Algorithmic Response Surface Design
What is algorithmic design for response surface methodology (RSM)?
An algorithmic design approach for RSM uses I-optimal designs, which are similar in their statistical properties to classical designs used in response surface methodology for response optimization, such as central composite designs and Box-Behnken designs. Algorithmic designs seek to maximize one of several optimality criteria including I-optimality. I-optimality addresses minimizing prediction variance and is used for second-order models (main effects plus quadratics and two-way interactions), where precise predictions take priority for optimizing your response.
When should I use algorithmic design for RSM?
Algorithmic designs for RSM can be used when optimization is the goal.
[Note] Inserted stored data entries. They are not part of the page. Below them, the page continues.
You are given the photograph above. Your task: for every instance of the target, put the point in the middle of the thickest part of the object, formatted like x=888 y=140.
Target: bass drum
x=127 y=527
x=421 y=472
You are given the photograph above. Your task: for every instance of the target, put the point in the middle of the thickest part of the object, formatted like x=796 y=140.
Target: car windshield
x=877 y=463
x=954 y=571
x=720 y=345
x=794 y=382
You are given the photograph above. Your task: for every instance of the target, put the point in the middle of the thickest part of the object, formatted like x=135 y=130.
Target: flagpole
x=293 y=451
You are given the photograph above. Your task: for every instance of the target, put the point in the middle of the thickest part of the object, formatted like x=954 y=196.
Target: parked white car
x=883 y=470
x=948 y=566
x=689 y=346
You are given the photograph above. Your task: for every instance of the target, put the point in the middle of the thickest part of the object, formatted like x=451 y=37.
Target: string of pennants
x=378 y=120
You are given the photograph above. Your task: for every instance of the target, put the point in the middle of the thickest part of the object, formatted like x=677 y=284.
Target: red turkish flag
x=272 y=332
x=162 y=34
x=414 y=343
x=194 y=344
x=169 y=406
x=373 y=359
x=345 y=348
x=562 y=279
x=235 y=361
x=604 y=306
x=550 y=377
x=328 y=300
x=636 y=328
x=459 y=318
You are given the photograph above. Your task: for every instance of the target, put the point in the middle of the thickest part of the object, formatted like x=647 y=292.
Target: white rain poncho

They are especially useful when you need flexibility in your design beyond what classical designs provide. For example, using algorithmic designs for RSM would be effective when you have multiple factor types or restrictions on the design space.
Algorithmic design for RSM can include:
- Categorical factor types.
- Infeasible factor combinations.
- Blocking.
- Nonstandard models.
- Restricted randomization.
- A customized run budget.
An introduction to algorithmic design for RSM
An algorithmic design approach for RSM matches your design to your problem rather than fitting your problem into a predetermined design. DOE software, like JMP, uses an algorithm to create a RSM design that meets your design specifications by maximizing one of several optimality criteria. The optimality criteria used for RSM is I-optimality for the focus on precise predictions.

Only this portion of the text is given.